PAROLES DE FEMMES
Sortie le 13 janvier 2023
L’image, sobre, porte la parole. Et cela suffit à en faire un film. Les réalisateurs Germain et Robin Aguesse posent leur caméra dans l’intimité de la mémoire. Celle que l’on ne devrait jamais oublier. A qui la faute ? Au temps qui fait son office gommant l’inacceptable. Et pourtant ! Nos héroïnes sont là, endimanchées. Prêtes en tout point à se confesser. Moyenne d’âge 90 ans. Pimpantes, elles le sont. Marie-Claire grand-mère des réalisateurs, Geneviève, résistante, à l’initiative du réseau « La Voix du Nord », Frédérique qui a suivi ses parents dans la préservation des œuvres d’art du Louvre, enfin Lili, juive, déportée aux camps de Ravensbrück et de Bergen-Belsen. Un fossé, le temps historique entre elles et nous. Des paroles et des silences. Une voix off, celle de Benoît Allemane, tout en retenue, pour ne pas déranger le récit qu’il souligne.
L’idée est née d’un dialogue avec la grand-mère des deux réalisateurs, capter la confession et les non-dits. Celle de l’oubli. Ne pas balayer sous le tapis de l’histoire les faits que certains négationnistes voudraient voir disparaître. Le documentaire avance à pas de loup, sans bruit ni effet. Le témoignage des protagonistes nous retient de bout en bout. Il faut du courage, de la ténacité pour traverser les épreuves de l’occupation, les doutes, les privations, ces Français de la milice, la chasse aux juifs, la résistance. La peur, la déportation, les camps, la mort et ces mots pour expliquer la survie. Ce courage de parler, face caméra, le plus souvent en plan poitrine. Mais ici nous ne sommes pas dans une émission de télévision. Le cinéma est plein cadre. Le minimalisme en fait la force.

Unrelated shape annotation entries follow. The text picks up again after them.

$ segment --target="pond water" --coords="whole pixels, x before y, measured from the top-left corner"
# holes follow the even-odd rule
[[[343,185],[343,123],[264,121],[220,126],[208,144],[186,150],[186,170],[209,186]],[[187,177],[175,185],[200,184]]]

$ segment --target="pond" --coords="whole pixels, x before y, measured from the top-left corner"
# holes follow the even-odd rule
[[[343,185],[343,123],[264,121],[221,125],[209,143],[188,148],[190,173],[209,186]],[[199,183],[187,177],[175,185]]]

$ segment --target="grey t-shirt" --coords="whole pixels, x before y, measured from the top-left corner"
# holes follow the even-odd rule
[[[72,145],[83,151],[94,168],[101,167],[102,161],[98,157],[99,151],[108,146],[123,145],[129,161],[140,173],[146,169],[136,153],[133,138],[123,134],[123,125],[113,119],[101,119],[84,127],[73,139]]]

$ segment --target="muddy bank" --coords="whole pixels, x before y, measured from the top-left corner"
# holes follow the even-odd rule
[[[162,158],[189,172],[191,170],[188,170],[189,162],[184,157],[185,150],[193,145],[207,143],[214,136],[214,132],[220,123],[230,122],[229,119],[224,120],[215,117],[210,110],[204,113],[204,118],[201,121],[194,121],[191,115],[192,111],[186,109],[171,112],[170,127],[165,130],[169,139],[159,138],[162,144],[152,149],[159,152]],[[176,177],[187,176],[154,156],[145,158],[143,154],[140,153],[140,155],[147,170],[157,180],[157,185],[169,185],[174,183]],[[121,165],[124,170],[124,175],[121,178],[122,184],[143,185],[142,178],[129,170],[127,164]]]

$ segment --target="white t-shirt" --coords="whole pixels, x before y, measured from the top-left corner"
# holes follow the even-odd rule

Germain et Robin Aguesse ont su aborder les témoignages en évacuant les questions, et donner ainsi libre court à la parole, renforçant le vécu. Il y a des archives filmées, naturellement. Juste ce qu’il faut pour ne pas brouiller le discours. Un discours ! Un appel qui pourrait en rappeler un autre. Le film n’est pas seulement le témoignage de quatre femmes, mais de celui de beaucoup d’autres, anonymes, qui chacune à leur façon ont relevé le gant, combattant l’occupant. Cette force du langage, cette détermination à vivre nous rappelle ce qui se passe à 2 000 km de nos frontières. Un film dont le contenu, on l’aura compris résonne bien au-delà des frontières.